La dignataria alzó la cabeza. Su lacónica exclamación llevaba implícito un claro mensaje de entendimiento, de promesa. Su mirada era invitadora, su voz cálida, su cuerpo seductor, su rostro incomparablemente hermoso.

Raistlin tragó saliva con esfuerzo y se concentró en la colocación de sus propias piezas.

Observó interesado las manos de la dignataria. Los dedos le temblaban y de manera accidental tiró uno de los soldados de infantería.

—¿Os ocurre algo, señora?

Ella negó con un vigoroso cabeceo y apretó los labios en un gesto terminante; un ligero rubor tiñó sus pálidas mejillas.

—¿Quién mueve primero? —preguntó después.

—Yo. —El mago adelantó uno de sus soldados de caballería—. Admito que sorprende encontraros tan serena cuando vuestra ciudad se halla inmersa en el caos. ¿Qué lo ha motivado?

Shavas alzó la vista, sorprendida.

—¿No lo sabes? ¿Dónde has estado hoy? —La mujer movió uno de sus soldados a fin de contrarrestar el avance de su oponente—. A lord Brunswick lo asesinaron esta mañana y a lady Masak esta misma tarde, no hace..., no hace mucho.

—No podéis mover aún esa pieza.

—Lo siento. Estaba... distraída.

—¿Cómo murieron? —Raistlin adelantó otro soldado.

—Del mismo modo que lord Manion. Destrozados por un felino gigantesco.

El mago alzó del tablero uno de sus caballeros y lo situó al frente de sus líneas.

La Gran Consejera quitó un lingote pequeño de la balanza, que se inclinó un poco a favor del hechicero.

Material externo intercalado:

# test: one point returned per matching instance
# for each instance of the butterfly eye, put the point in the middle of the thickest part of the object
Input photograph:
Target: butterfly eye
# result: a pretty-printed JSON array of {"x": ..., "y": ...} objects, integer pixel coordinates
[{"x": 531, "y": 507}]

Luego, colocó una barrera metálica tallada a semejanza de un seto frente al caballero de su adversario.

—Es mi turno de preguntar. ¿Has descubierto el motivo de la desaparición de los gatos?

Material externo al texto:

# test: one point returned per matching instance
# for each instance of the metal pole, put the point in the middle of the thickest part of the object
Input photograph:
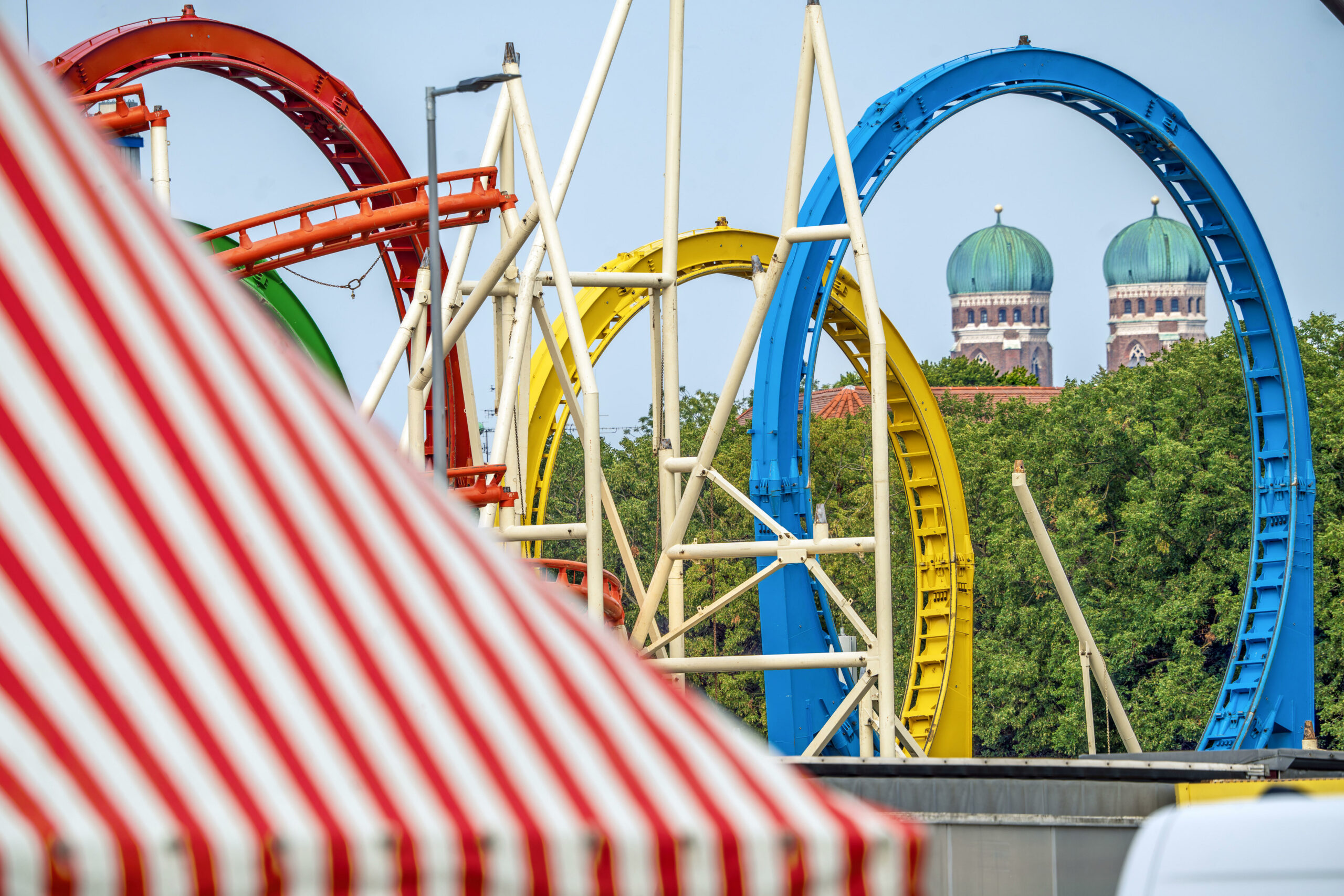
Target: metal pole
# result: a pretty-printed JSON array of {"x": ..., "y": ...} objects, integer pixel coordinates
[
  {"x": 1072, "y": 609},
  {"x": 159, "y": 160},
  {"x": 455, "y": 277},
  {"x": 671, "y": 349},
  {"x": 1092, "y": 724},
  {"x": 579, "y": 343},
  {"x": 416, "y": 397},
  {"x": 877, "y": 386},
  {"x": 436, "y": 300}
]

Raistlin desplazó su caballero alrededor del seto para reanudar el acoso; acto seguido, equilibró los platillos de la balanza al quitar uno de los lingotes que situó junto a la figura.

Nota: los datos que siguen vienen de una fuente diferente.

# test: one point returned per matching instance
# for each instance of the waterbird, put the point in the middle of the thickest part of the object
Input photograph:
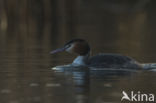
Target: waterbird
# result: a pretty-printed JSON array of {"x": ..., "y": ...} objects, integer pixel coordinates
[{"x": 102, "y": 60}]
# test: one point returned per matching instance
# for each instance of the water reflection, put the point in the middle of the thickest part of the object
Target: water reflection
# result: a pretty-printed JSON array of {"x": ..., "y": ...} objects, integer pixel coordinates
[{"x": 30, "y": 29}]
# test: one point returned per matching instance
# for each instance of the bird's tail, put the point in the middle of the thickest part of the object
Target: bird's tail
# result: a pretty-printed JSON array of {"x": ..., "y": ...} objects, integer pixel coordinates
[{"x": 148, "y": 66}]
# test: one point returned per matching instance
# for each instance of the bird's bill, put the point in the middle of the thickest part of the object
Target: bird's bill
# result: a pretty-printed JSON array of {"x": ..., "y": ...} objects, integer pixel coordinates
[{"x": 57, "y": 50}]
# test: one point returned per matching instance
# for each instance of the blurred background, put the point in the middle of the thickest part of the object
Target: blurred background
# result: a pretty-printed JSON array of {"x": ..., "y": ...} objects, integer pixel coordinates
[{"x": 30, "y": 29}]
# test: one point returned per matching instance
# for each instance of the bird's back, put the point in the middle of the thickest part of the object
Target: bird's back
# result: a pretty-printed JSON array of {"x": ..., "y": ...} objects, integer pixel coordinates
[{"x": 108, "y": 60}]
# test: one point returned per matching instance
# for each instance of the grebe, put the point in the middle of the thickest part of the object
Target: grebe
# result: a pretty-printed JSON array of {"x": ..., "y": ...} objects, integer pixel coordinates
[{"x": 104, "y": 60}]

—No, no lo he averiguado —respondió al cabo—. ¿Poseéis alguna otra información que facilite la investigación?

Shavas hizo una pausa antes de contestar y se llevó los dedos a los labios en actitud pensativa. Un momento después, abrió un cajón inserto en el tablero, sacó un soldado de infantería protegido con una armadura más sólida y lo situó frente al campeón del mago, a dos casillas de distancia.

—Es tarde para abrigar esperanzas en una causa perdida —opinó la mujer.

Al mago no le pasó inadvertido el tono de alivio implícito en su sentencia.

»Y bien, maestro, ¿cómo has pasado el día de hoy?